Characterization of [3H]Ryanodine Binding Sites in Mammalian Lung

The ryanodine-sensitive calcium channels, also called ryanodine receptors, are intracellular Ca2+-release channels that have been shown to bind the neutral plant alkaloid ryanodine with nanomolar affinity. The activity of the skeletal muscle (RyR1), cardiac muscle (RyR2), and brain (RyR3) ryanodine receptor isoforms have been shown to be highly regulated by physiological factors including pH, temperature, and ionic strength; endogenous compounds including Ca2+, Mg2+, and adenosine triphosphate (ATP); and pharmacological agents including caffeine, ruthenium red, and neomycin. RyR3 is reportedly expressed in diverse tissues including lung; however, specific [3H]ryanodine binding sites in mammalian lung tissue have not been characterized.

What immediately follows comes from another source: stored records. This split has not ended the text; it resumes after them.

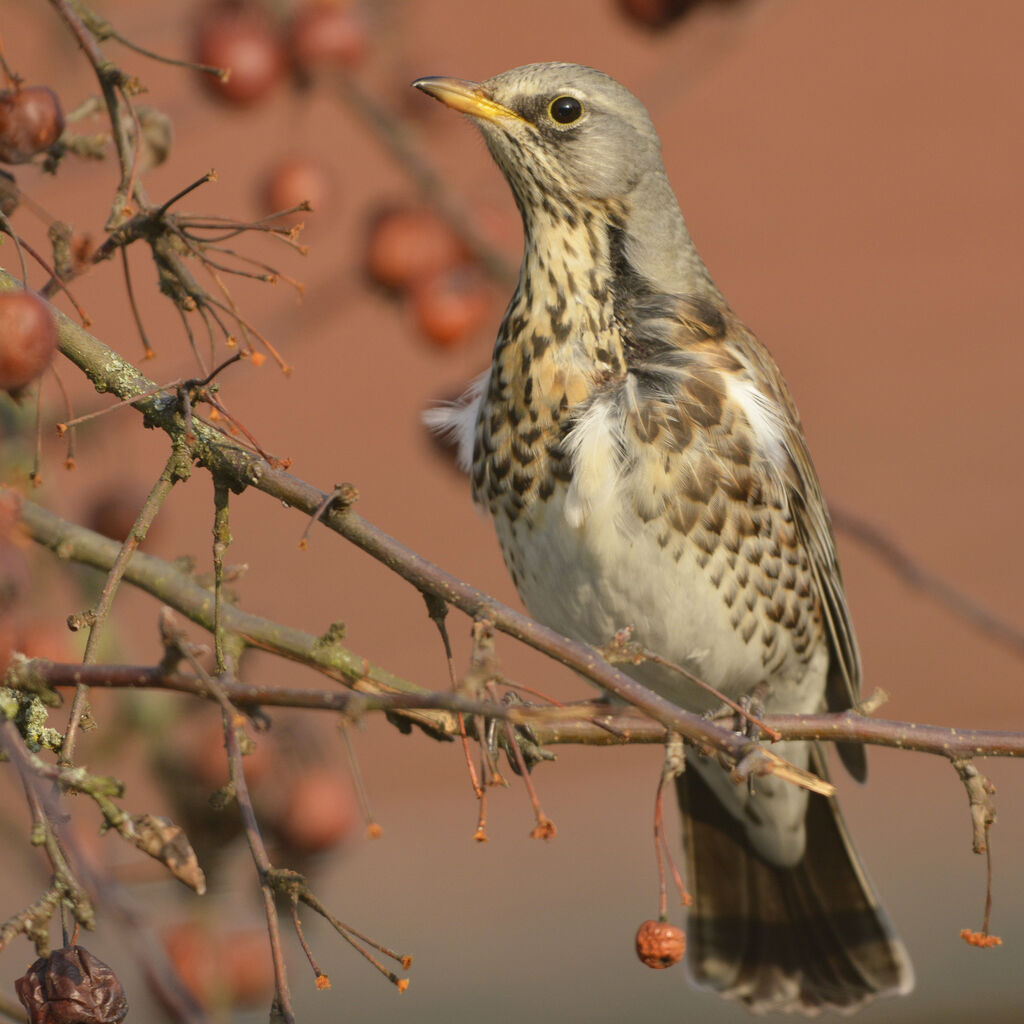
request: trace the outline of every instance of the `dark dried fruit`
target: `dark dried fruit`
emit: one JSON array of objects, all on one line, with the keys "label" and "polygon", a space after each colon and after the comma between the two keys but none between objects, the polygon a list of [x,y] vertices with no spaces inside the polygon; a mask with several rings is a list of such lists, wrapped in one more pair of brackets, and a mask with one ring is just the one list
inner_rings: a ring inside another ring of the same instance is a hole
[{"label": "dark dried fruit", "polygon": [[57,325],[42,299],[28,292],[0,294],[0,388],[17,391],[50,364]]},{"label": "dark dried fruit", "polygon": [[64,131],[57,94],[45,85],[0,91],[0,161],[23,164],[49,149]]},{"label": "dark dried fruit", "polygon": [[114,972],[84,946],[55,949],[14,983],[29,1024],[116,1024],[128,999]]},{"label": "dark dried fruit", "polygon": [[263,99],[285,71],[284,47],[264,9],[230,0],[213,4],[201,15],[195,59],[230,71],[223,81],[204,74],[203,84],[238,106]]},{"label": "dark dried fruit", "polygon": [[644,921],[636,933],[636,955],[655,970],[671,967],[683,959],[686,933],[667,921]]}]

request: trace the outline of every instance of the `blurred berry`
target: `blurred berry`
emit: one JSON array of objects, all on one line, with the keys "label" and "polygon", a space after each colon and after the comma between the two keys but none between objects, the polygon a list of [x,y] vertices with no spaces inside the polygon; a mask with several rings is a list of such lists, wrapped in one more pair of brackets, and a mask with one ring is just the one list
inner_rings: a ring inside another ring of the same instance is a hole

In this study, hamster lung ryanodine binding proteins were shown to specifically bind [3H]ryanodine with an affinity similar to that of RyR isoforms found in other tissues and this binding was shown to be sensitive to Ca2+ concentration, stimulation by caffeine and spermine, and inhibition by Mg2+, ruthenium red, and neomycin. The solubilized, intact ryanodine binding protein from hamster lung demonstrated approximately the same 30S sedimentation coefficient as RyR1 and RyR2, but a putative ryanodine receptor subunit from hamster lung was not found to cross-react with antibodies specific for the three known isoforms. We conclude that the hamster lung ryanodine binding protein demonstrates sedimentation and binding characteristics that are similar to those of the known RyR isoforms, but may exhibit antigenic dissimilarity from the typical RyR isoforms found in muscle and brain.